As I previously remarked with the chapter openings, she also does a wonderful job of humanizing this history. A lot of the book is about the history of science fiction fandom, from the earliest conventions to the myriad websites of today. I joined my local science fiction society in 2019, and I believe I am still its youngest dues-paying member; I was stunned to learn that people I was talking to had met Isaac Asimov. With the long view Weitekamp provides, you can see the world of fandom from an age where you could read every SFF book released that year evolve slowly into the world of today, with a plethora of work to lose yourself in.

There’s a part of me, though, that wishes Weitekamp were a bit more radical. A big theme here is the notion of frontier and its role in American mythology. Recent works on the American frontier, such as Roxanne Dunbar-Ortiz’s An Indigenous People’s History of the United States, Greg Grandin’s The End of the Myth: from the Frontier to the Border Wall in the Mind of America, and John Grenier’s The First Way of War: American War Making on the Frontier 1607-1814 have problematized the rosy, white-centric view of the frontier, rather revealing the truth that it was, to put it bluntly, a successful continent-scale genocide, a history that has defined America’s self-conception ever since (it makes sense, then, that a country that has never known a day of peace would create military science fiction).

This is a period of wholesale annihilation of entire peoples that is the basis of so much of America’s literature of futuristic dreaming. Weitekamp discusses Garrett Putman Serviss’ novel Edison’s Conquest of Mars, a novel that ends with the white male protagonist releasing floods to commit genocide against the Martians, because they are a ‘dying race.’ In his book A History of Bombing, Sven Lindqvist contextualized that book, among with many others, with the history of waging war on entire peoples that started in the colonial world and culminated in the Holocaust. Indeed, the American West was one of the great inspirations for Hitler’s plan for Eastern Europe (for the curious, I recommend Carroll P. Kakel’s book The American West and the Nazi East), a genocidal process of ‘civilized’ white people exterminating the ‘inferior’ natives and creating an idyllic land of hardy soldier-farmers living off the land. I’d imagine that an employee of a government-funded museum cannot be so candid about such history, but I feel like this was a missed opportunity (or the subject of another book - Lindqvist touches on this nasty history in the formation of apocalyptic narratives in American culture, but not enough to sate my curiosity).

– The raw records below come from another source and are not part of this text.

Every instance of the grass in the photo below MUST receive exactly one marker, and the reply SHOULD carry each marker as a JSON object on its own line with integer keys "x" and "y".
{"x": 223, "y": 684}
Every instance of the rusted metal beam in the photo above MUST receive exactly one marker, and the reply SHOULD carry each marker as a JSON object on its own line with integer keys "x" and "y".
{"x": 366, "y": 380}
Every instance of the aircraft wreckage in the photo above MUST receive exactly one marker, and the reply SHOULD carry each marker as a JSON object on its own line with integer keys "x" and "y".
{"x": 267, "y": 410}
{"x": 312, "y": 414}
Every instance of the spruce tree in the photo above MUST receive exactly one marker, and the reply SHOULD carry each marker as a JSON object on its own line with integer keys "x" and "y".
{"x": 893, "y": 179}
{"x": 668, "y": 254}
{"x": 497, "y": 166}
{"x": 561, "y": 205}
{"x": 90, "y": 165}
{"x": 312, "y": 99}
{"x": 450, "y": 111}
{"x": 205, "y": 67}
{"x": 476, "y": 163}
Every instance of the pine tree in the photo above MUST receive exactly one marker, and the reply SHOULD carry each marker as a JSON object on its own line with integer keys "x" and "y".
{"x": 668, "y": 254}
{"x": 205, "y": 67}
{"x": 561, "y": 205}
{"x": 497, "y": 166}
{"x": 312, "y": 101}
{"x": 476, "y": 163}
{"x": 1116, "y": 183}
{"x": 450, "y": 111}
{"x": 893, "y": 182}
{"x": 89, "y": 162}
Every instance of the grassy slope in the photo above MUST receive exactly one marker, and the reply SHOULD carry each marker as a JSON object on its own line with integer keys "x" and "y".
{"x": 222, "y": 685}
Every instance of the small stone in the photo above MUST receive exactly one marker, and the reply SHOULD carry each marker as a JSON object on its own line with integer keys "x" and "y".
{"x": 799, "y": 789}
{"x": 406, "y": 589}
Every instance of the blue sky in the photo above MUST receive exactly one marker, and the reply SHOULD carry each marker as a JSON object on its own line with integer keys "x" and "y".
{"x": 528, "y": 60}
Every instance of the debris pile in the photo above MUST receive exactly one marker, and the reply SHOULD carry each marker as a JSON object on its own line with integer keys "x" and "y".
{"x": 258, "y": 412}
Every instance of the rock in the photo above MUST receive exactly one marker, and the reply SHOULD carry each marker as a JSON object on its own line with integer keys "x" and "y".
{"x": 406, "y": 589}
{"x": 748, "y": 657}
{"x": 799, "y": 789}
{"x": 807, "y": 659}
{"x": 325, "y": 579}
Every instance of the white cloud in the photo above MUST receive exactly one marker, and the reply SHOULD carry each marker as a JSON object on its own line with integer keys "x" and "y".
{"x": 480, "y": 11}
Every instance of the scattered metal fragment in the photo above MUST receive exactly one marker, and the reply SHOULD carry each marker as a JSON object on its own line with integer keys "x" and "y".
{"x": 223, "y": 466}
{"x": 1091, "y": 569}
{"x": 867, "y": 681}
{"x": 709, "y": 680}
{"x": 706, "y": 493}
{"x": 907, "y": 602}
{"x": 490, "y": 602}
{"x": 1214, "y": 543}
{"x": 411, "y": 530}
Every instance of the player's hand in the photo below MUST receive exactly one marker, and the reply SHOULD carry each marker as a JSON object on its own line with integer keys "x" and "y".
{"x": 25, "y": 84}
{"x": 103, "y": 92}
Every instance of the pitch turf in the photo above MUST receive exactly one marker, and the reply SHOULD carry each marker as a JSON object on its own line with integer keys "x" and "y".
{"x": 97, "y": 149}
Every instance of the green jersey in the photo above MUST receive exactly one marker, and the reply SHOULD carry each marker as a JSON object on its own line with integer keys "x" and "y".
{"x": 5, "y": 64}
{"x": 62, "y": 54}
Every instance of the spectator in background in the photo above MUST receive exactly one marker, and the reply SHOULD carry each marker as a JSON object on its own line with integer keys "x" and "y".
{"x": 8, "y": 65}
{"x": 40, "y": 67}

Space Craze is a good, solid history of American science fiction, albeit whitewashed in the way that our mainstream history usually is. As a history of people, who played with toys and went to conventions and loved dreaming of new worlds, it is astounding, and I recommend it to every science fiction fan.


The Math

Highlights: seeing how SF fandom became what it is today

Nerd Coefficient: 8/10

POSTED BY: Alex Wallace, alternate history buff who reads more than is healthy.